RAG CHATBOT

Chat With My Work

API Service

INTRO

What you’re looking at

This is an in-site retrieval-augmented chatbot for my portfolio website.

It’s grounded in a curated, structured knowledge base of my work history and projects. Responses include citations to the exact source chunks used to generate the answer.

I started this project back in the Fall of 2025. I began by building a core library of AI utilities to reuse across a variety of applications.

From there I wired up a FastAPI backend and a Next.js frontend. I explored the different ways to work with the OpenAI API. I had a very basic chatbot working in a couple of hours.

EVOLUTION

Starting small and building up

What started as a simple chat interface quickly evolved into something far more ambitious. I built a RAG template from the ground up, giving users the ability to upload documents, kick off a full parsing pipeline, and configure everything from embedding models to chunk sizes and chunking strategies. This became the foundation of my portfolio chatbot.

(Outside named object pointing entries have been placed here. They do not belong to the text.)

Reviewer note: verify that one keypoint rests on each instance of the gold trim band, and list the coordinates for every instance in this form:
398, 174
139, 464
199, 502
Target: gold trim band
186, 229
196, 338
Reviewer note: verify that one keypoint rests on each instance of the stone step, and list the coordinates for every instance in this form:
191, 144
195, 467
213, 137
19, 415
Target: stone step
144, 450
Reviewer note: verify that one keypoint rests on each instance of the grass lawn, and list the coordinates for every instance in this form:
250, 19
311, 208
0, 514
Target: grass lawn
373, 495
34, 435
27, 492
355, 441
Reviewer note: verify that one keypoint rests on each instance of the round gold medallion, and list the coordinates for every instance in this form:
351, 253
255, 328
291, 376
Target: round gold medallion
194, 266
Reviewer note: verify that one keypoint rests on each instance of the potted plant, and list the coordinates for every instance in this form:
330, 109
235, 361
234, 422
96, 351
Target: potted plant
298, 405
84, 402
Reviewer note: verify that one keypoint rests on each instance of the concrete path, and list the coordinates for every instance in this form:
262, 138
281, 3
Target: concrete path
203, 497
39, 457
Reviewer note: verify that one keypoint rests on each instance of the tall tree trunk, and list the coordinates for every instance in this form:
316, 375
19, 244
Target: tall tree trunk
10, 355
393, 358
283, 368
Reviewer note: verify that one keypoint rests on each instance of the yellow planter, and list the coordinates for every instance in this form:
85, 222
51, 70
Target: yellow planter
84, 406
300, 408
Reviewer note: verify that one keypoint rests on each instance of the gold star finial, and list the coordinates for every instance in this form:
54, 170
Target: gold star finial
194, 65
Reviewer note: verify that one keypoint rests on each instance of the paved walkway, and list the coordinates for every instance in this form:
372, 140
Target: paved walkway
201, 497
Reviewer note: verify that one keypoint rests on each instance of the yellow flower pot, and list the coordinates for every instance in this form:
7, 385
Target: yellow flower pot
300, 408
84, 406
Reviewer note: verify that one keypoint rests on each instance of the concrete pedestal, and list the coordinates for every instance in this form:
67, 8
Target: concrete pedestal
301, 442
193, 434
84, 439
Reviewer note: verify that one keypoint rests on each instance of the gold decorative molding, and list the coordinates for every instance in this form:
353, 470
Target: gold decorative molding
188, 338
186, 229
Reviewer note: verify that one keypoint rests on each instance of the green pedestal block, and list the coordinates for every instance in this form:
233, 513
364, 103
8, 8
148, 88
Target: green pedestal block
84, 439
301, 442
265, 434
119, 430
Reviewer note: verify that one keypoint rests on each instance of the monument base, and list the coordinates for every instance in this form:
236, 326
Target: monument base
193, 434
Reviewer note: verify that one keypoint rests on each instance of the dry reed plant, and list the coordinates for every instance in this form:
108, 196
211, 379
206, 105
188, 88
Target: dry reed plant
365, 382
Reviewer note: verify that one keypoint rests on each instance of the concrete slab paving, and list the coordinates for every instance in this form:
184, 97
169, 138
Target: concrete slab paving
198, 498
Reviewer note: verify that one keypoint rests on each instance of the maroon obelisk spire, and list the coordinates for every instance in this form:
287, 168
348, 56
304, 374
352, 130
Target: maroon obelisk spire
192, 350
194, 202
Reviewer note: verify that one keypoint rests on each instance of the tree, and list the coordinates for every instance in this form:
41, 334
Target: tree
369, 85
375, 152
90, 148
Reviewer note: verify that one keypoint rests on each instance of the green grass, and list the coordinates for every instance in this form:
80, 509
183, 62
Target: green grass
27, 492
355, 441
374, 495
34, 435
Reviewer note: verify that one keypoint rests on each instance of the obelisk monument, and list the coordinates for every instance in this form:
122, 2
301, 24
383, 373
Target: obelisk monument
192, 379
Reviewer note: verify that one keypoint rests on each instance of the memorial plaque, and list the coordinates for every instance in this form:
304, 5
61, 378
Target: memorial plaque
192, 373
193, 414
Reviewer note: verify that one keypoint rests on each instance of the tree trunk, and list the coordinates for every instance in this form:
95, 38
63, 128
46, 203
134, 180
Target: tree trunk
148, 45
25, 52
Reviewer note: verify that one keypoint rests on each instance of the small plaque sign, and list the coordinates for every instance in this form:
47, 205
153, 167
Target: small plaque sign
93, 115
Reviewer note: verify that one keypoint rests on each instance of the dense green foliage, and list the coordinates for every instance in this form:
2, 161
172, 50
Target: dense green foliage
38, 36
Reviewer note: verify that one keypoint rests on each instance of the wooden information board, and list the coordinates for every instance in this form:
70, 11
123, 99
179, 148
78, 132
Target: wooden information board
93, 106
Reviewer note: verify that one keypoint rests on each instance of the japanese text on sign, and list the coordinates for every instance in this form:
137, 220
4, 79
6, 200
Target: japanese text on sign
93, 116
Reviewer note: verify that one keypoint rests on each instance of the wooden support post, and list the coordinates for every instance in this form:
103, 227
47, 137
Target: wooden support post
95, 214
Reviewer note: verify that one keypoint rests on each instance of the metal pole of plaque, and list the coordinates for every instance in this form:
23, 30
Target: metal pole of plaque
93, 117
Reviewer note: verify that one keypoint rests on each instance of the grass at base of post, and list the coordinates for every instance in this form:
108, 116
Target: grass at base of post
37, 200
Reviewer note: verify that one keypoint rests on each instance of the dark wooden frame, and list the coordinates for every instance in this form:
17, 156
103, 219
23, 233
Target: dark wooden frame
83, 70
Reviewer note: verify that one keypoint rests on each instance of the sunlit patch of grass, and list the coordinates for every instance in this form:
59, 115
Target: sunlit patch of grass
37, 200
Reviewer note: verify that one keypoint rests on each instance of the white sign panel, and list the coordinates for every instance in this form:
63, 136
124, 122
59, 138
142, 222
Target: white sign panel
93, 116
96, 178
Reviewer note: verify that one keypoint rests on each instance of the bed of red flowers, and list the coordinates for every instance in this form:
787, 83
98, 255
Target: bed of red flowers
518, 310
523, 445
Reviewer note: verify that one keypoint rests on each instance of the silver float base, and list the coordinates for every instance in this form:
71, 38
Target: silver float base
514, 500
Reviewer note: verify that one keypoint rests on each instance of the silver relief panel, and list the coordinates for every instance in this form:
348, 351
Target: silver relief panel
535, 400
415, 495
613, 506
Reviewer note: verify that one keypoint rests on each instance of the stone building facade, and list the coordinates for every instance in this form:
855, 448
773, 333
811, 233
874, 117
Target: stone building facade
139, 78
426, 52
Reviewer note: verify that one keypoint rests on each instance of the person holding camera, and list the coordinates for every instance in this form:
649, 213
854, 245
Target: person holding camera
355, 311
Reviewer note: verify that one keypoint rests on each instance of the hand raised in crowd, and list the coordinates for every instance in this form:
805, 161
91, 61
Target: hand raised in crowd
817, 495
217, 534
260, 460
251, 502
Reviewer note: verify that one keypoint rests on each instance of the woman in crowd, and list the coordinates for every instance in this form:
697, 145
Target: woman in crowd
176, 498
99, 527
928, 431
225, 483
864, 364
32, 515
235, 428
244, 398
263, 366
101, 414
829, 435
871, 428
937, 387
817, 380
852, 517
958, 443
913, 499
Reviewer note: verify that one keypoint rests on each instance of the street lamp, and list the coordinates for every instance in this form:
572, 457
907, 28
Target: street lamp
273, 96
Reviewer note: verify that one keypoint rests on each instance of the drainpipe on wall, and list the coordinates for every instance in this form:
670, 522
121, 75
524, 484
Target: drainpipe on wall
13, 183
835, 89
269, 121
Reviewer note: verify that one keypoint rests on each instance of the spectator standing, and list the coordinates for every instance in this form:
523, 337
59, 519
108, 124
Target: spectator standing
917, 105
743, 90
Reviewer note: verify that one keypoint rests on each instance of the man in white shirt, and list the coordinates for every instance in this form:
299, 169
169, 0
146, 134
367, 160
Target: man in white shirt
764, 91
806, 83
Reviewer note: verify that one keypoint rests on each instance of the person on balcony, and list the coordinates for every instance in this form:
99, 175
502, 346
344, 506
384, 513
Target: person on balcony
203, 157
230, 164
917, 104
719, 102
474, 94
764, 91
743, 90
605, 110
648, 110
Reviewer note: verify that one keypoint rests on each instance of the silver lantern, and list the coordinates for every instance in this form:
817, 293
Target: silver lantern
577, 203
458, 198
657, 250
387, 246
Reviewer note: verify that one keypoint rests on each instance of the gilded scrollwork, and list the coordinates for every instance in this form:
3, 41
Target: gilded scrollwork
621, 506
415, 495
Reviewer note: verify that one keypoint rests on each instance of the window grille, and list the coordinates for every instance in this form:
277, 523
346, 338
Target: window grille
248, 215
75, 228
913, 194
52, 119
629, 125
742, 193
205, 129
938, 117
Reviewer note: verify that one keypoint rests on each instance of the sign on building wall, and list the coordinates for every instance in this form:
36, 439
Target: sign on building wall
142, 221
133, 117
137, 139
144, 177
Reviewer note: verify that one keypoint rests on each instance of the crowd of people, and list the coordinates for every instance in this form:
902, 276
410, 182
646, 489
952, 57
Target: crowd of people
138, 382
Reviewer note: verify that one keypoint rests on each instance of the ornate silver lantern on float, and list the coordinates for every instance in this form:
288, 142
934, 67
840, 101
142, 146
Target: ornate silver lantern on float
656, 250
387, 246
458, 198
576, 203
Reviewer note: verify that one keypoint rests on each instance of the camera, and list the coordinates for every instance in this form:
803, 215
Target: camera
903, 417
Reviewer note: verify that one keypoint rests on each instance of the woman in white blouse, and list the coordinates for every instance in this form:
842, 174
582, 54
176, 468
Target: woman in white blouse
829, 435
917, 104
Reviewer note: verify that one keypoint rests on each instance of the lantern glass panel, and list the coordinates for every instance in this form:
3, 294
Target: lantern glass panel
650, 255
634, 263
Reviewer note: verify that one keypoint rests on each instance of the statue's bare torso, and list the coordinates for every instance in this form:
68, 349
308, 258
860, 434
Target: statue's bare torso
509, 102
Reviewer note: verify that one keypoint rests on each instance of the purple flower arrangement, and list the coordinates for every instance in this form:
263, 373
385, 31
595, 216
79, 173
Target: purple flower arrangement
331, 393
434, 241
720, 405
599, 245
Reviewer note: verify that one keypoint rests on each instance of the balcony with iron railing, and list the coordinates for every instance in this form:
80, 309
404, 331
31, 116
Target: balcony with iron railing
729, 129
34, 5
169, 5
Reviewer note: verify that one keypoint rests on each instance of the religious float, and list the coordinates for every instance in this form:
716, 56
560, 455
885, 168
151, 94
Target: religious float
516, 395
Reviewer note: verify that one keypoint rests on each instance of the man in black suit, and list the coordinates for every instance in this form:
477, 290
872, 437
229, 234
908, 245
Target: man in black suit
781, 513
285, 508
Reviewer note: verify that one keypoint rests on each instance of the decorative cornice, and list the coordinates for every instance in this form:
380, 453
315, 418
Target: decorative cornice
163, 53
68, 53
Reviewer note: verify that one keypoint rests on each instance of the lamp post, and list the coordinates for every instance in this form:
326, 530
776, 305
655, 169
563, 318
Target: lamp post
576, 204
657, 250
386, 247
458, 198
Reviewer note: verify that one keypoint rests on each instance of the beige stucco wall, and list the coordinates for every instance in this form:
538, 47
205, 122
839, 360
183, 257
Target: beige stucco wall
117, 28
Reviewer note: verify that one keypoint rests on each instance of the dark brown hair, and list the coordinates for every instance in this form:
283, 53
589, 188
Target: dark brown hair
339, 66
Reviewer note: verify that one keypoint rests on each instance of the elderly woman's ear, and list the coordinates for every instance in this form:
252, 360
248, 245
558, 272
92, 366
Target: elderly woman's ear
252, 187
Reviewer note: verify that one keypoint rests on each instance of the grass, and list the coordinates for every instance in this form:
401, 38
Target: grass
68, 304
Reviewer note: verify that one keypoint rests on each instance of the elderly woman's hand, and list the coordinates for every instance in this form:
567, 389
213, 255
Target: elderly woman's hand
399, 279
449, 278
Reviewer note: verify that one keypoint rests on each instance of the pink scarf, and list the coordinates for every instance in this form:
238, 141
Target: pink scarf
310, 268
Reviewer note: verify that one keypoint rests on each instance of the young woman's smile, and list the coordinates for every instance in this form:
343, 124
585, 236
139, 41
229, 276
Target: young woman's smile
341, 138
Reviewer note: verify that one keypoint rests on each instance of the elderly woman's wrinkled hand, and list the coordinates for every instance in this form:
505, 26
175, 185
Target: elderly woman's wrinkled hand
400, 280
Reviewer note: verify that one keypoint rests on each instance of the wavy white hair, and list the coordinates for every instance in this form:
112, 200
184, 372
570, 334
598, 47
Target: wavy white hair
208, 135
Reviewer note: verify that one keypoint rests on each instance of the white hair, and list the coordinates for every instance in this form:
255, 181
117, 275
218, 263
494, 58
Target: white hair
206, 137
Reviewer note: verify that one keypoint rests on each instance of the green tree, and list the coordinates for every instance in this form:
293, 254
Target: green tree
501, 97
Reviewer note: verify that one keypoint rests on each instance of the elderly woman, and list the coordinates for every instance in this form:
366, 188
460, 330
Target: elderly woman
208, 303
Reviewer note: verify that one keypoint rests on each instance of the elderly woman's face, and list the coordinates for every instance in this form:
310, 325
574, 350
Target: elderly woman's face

To stress-test it, I loaded over 100MB of veterinary textbooks and queried it with a locally run open-source LLM. The cracks showed fast: tables broke the parsing pipeline, and as I layered improvements, the pipeline grew brittle and unpredictable. Cursor kept generating hacky patches instead of reusing existing code, pulling me into a loop of upload → error → patch → new error. I made the deliberate call to revert and rebuild from scratch.

That reset changed everything. I defined first-principles rules for working with Cursor, including incremental testing, clean interfaces, and scalable architecture, and stopped asking for massive systems in a single prompt. What emerged was a disciplined, modular approach that gave me real control over the pipeline and a much stronger foundation to build on.

DEPLOYMENT

Getting to production

With a stable pipeline in place, the next step was turning it into a live, production-grade portfolio chatbot. I used AI to synthesize context from my resume, interview notes, projects, and GitHub activity into a structured knowledge base, then ran it through my pipeline to parse, chunk, embed, and store it.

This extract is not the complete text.